The character of Ambareesh was based on a real life driver whom Babu met there. Babu revealed that the team struggled to shoot action and bravery scenes like a tiger carrying a little boy. The film was set in Nagarahole and Muthodi forests. The climax was shot on the Sakleshpura Bridge with 13 tunnels (at 165 ft in height it was Asia's highest bridge) through which Sakleshpura and Subramanya railway line passes. The film production started in 1974 and it was released in 1977 after finally finding takers.

==Soundtrack==
Soundtrack was composed by Satyam. The song "Ille Swarga Ille Naraka" sung by Ravi and filmed on Ambareesh became hugely popular. It was remixed in the 2011 film Paagal.
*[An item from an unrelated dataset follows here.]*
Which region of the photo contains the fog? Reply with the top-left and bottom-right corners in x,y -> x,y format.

| No. | Title | Lyrics | Singer(s) | Length |
|---|---|---|---|---|
| 1. | "Hey Hey Piltu" | R. N. Jayagopal | P. B. Srinivas, S. Janaki |  |
| 2. | "Ee Notake Mai Matake" | Chi. Udayashankar | Bharathi, Vishnuvardhan |  |
| 3. | "Ille Swarga Ille Naraka" | Chi. Udayashankar | Ravi |  |
| 4. | "Nagaraholeyo Ammale" | Vijaya Narasimha | S. P. Balasubrahmanyam, S. Janaki |  |

==Release==
The film was dubbed in Hindi and released in Mumbai and all over India and became popular among kids of that generation.

==Accolades==
It won Karnataka State Film Awards for 'best child actor' 1976-1977 for Prasad Tagat, Bhanuprakash, Sathish and Baby Indira.